Werner Höchstetter

Gute Nachrichten für corona-geplagte Eltern in Litzendorf : Sie müssen für die Kindertageseinrichtung "Haus für Kinder" im Januar nur "die halbe Miete " entrichten. Das betrifft den Teil der Erziehungsberechtigten, der während des erneuten Lockdowns die angebotene Notbetreuung nicht in Anspruch nimmt. Die andere Hälfte legt die Gemeinde drauf, da es, im Gegensatz zum ersten Lockdown im Frühjahr, vom Freistaat keine Erstattung der entgangenen Einnahmen gibt.

Familienfreundlichkeit

Ein Zeichen der Familienfreundlichkeit, das von allen Fraktionen gutgeheißen wurde. Immerhin dürfen Kinder auch aus "nichtsystemrelevanten" Berufsgruppen ohne Angabe von Gründen in die Notbetreuuung geschickt werden. Ansonsten war Bauen angesagt bei der jüngsten Sitzung des Litzendorfer Gemeinderats . Im Mittelpunkt stand der Bebauungsplan Schlemmerwiesen II im Ortsteil Pödeldorf. Probleme wurden bei der Erstellung von Ausgleichsflächen thematisiert.

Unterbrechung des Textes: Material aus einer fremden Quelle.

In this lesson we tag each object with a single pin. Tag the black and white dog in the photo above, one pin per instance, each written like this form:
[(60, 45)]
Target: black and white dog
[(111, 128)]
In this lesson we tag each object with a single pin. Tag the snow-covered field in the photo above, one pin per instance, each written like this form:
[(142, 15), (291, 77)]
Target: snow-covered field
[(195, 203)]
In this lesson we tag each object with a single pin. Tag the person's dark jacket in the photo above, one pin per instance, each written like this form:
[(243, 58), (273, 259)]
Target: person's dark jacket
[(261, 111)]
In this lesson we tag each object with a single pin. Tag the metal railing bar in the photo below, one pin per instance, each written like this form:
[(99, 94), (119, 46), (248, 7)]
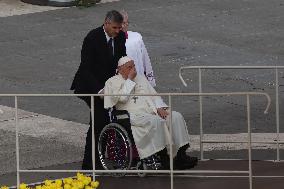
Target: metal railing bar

Außerdem gab es von Bürgerseite Einwände gegen ein Baugebiet mit 20 000 Quadratmetern oder mehr, obwohl bekannt sei, dass nicht alle Grundstückseigentümer verkaufsbereit sind.

Verwaltung widerspricht

Das Bebauungsgebiet "Schlemmerwiesen" mache seinem Namen alle Ehre, da es zu großzügig geplant sei, ohne Rücksicht auf Erschließungskosten, laufende Kosten und Ressourcenverbrauch. Die Verwaltung hält dagegen, dass in dem betreffenden Gebiet aufgrund des angrenzenden Gewerbegebietes "Schlemmerwiesen I" bereits Infrastruktur vorhanden sei und eine gute Verkehrsanbindung an die Staatsstraße und die nahe Autobahn bestehe. Außerdem werde das Gebiet durch die geplanten Grünflächen aufgewertet und das "Kleinklima" so in Zeiten steigender Sommertemperaturen verbessert.

Häuslebauer in Melkendorf

Ein weiteres Bebauuungsgebiet soll im Ortsteil Melkendorf entstehen, wo eine Eigentümergemeinschaft ihre Grundstücke so parzellieren will, dass darauf Grundstücke in der Größe um die 600 Quadratmeter entstehen, "was man in Melkendorf halt so braucht", so Erster Bürgermeister Wolfgang Möhrlein ( CSU ).

Schließlich müsste "jungen Familien eine Chance gegeben werden" angesichts steigender Preise auf dem Immobilensektor.